Of course not. We're in a culture war with cancel culture normalized. If you dissent you are toasted.
… cancel culture is about holding people accountable… It’s not about canceling employees because of dissenting at work.
That is probably the most charitable interpretation of the phenomenon possible. I do not think it is about holding people accountable at all, I think it is a new way to enforce shifting social norms that allows people to judge others without being ‘judgy.’
Please name a single instance of an individual being “cancelled” for anything but bigotry, hatred, violence, or dangerous rhetoric. I’ll wait.

People aren’t being cancelled for speaking their minds. They’re being cancelled when speaking their minds is literally offensive to small and large groups of people.

Almost every time someone is complaining about cancel culture, what they’re really complaining about is being held accountable for the dumb shit they say or want to say.

Also, “shifting social norms”, lol, from what to what, if you don’t mind me asking?!

Edit: you can downvote me but you can’t produce a single example.

I don't think an answer will satisy you because anything can be bigotry.

Or more aplty: the problem is we have a deep divide in what constitutes bigotry. A significant portion of Americans oppose gay marriage, and a roughly equal portion would consider that bigotry.

You cannot run a society that way.

Im not necessarily trying to say you're wrong. Rather, I am trying to infuse some humility and shades of grey into a situation that I think you're portraying as black-and-white.

If you can't offend, you can't dissent. Anything is offensive to somebody.

Frankly, I'm not interested in examples that weave their way through your maze of exceptions for what you deem to be acceptable dissent. I care about the people spouting "dangerous rhetoric", whatever that is, getting cancelled.

Donglegate would like a word with you.
"Physchological safety" is a buzz word common in MBA circles. There are many articles written about it, shared on HN even.
I'm torn between down voting this for being unnecessarily condescending and letting you feel safe to speak your mind on HN. Take my down vote with the knowledge it's OK to share you disagree or find the topic a nuisance of late, but you can be a little more thoughtful on how to voice that.
This seems like an example where someone takes unnecessary offense. I didn't feel any arrogance from the post. Perhaps a good portion of sources of fears of "psychological safety" is everyone is getting constantly told how they're a "nobody", without ever thinking that if it was so, then they already wouldn't be there.
What was offensive about it? Or do “MBAs” trigger you? Because then I totally understand I find them offensive too.
Like do you feel job security? Do you think that doing a good job is enough? Can you do your job without feeling like you’re going to get fired all the time? Do you trust your boss and coworkers and feel safe being open with your leadership chain?
Psychological safety and job security are different. They may have correlations.
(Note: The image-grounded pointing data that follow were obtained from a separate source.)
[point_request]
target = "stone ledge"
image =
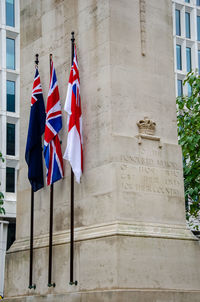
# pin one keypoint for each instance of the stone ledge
(137, 229)
(116, 295)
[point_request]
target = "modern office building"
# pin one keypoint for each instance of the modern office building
(9, 121)
(186, 35)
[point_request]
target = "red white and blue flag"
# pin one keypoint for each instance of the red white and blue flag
(74, 149)
(33, 154)
(52, 148)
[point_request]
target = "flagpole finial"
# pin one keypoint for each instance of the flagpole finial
(72, 39)
(36, 59)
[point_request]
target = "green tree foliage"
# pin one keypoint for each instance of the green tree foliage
(2, 210)
(188, 118)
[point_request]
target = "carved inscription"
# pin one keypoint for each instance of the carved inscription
(149, 171)
(150, 179)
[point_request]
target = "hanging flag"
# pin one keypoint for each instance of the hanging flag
(74, 149)
(33, 154)
(52, 148)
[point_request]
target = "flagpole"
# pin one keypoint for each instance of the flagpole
(50, 284)
(31, 285)
(72, 282)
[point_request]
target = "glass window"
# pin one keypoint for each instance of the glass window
(10, 53)
(10, 85)
(10, 12)
(179, 87)
(189, 90)
(188, 59)
(10, 179)
(10, 139)
(187, 25)
(178, 57)
(198, 28)
(178, 22)
(11, 234)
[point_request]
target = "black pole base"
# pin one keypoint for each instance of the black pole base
(73, 283)
(51, 285)
(32, 286)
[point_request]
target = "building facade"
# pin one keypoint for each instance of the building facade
(186, 35)
(9, 121)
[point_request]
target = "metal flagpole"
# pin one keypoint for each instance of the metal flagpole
(50, 224)
(31, 242)
(72, 282)
(31, 285)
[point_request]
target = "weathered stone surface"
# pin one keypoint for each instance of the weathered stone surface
(132, 243)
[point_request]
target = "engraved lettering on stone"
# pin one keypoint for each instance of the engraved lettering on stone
(151, 179)
(143, 26)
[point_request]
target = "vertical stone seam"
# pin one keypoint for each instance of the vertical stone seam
(143, 26)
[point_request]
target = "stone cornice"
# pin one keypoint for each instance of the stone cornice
(117, 228)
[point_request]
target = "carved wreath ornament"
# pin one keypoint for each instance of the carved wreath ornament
(146, 126)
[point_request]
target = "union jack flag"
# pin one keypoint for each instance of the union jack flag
(74, 149)
(52, 148)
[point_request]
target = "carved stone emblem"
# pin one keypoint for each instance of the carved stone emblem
(146, 126)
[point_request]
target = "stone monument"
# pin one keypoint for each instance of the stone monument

Job security comes from career capital. You are seen as a key contributor and the company does its best to retain you. If you leave or are left, you can pick up a new job quickly.

Psychological safety comes from mutual respect. You don’t make fun of people for making suggestions you disagree with, they don’t think you’re dumb for making a mistake. That sort of thing. Having each other’s backs basically. While management can work on promoting psychological safety, they do not have direct power to implement it (outside of firing/coaching toxic people), you and your team have to do the implementation.

Funnily, your job security may come at the cost of psychological safety to the team, if you’re the problem, but also a critical high performer.